Kamis, 26 Juni 2014

KESEHATAN REPRODUKSI; Mari bicarakan kesehatan reproduksi sejak dini untuk keluarga yang lebih sehat

Seringkali ketika kita membahas tentang kesehatan reproduksi, yang terbayang dibenak kita (maaf) alat reproduksi. Umumnya orang awam menghindari pembicaraan tersebut, karena seolah-olah yang dibahas adalah sesuatu yang tabu, porno, dan tidak etis. Padahal berbicara tentang kesehatan reproduksi kita akan berbicara regenerasi dan keselamatan manusia khususnya ibu dan anak. Kesehatan adalah sesuatu yang mahal dan bila tidak diurus secara baik, maka akan memberi dampak buruk bahkan kematian yang tak terduga.

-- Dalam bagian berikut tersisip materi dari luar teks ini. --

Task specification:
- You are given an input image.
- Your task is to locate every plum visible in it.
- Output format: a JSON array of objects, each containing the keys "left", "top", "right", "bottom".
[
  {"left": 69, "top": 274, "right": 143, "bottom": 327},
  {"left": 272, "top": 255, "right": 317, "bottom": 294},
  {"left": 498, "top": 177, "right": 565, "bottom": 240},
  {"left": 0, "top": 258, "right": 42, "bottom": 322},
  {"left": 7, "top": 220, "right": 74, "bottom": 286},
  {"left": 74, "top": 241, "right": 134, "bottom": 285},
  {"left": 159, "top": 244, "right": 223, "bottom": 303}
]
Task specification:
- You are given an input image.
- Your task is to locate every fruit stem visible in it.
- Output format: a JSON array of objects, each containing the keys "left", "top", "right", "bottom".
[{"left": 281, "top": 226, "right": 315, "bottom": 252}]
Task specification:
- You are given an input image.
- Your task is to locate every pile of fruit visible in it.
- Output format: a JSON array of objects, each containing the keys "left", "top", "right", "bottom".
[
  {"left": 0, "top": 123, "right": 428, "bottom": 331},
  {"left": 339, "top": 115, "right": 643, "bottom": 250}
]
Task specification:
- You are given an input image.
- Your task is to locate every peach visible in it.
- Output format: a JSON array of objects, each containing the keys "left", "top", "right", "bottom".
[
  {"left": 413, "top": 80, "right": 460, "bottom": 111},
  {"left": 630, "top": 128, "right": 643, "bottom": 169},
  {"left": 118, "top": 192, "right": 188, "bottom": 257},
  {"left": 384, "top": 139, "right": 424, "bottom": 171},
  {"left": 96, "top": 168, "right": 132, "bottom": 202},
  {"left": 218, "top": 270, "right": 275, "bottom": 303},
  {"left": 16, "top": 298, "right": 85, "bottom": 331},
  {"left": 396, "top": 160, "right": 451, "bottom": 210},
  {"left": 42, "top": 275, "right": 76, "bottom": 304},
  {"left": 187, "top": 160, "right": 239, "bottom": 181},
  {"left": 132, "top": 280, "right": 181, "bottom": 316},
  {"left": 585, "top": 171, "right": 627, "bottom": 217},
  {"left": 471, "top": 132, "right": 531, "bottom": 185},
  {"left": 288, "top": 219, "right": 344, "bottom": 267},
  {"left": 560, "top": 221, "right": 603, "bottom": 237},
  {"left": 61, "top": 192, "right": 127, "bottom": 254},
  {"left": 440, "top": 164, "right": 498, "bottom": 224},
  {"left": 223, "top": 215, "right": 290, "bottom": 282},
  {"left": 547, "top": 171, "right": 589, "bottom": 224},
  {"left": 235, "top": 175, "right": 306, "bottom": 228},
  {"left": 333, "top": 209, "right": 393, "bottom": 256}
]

Dalam pembahasan ini, saya ingin berbagi pengalaman tentang kesehatan reproduksi dari apa yang saya alami, apa yang saya diskusikan, apa yang saya lihat dari berbagai orang, berbagai karakter, berbagai budaya, dengan berbagai latar belakang.
Saat usia anak pertama saya 11 bulan, saya telah hamil anak ke 2 dan jarak kelahiran kedua anak saya adalah 19 bulan. Saya adalah seorang ibu rumah tangga yang juga bekerja, karena pertimbangan kesibukan bekerja dan jarak anak yang sangat rapat dan keduanya masih balita, saya dan suami sepakat untuk menggunakan alat kontrasepsi. Pilihan yang saya gunakan adalah suntikan 1 bulan. KB Suntik 1 Bulan, adalah jenis Suntikan KB yang diberikan 1 bulan sekali. Dengan pemberian suntikan pertama sama dengan suntik 3 bulan, yaitu setelah 7 hari pertama periode menstruasi, atau 6 minggu setelah melahirkan. Alat kontrasepsi ini mengandung kombinasi hormon Medroxyprogesterone Acetate (hormon progestin) dan Estradiol Cypionate (hormon estrogen). Kelebihan KB suntikan; (i) metode kontrasepsi hormonal efektif mencegah kehamilan hingga 99%. (ii) Memberikan kenyamanan kepada pasangan suami istri, karena dengan satu kali suntikan anda tidak perlu memikirkan kontrasepsi selama 1 sampai 3 bulan (iii) Anda dan pasangan bisa lebih spontan dalam berhubungan intim tanpa harus khawatir menjadi hamil. (iv) Kehamilan bisa anda dapatkan kembali, setelah menghentikan penggunaan KB Suntik, (v) Metode KB Suntik dapat digunakan oleh ibu menyusui, dengan catatan suntikan pertama diberikan 6 minggu setelah persalinan, (vi) Menurunkan resiko kanker rahim dan memberikan perlindungan terhadap infeksi panggul.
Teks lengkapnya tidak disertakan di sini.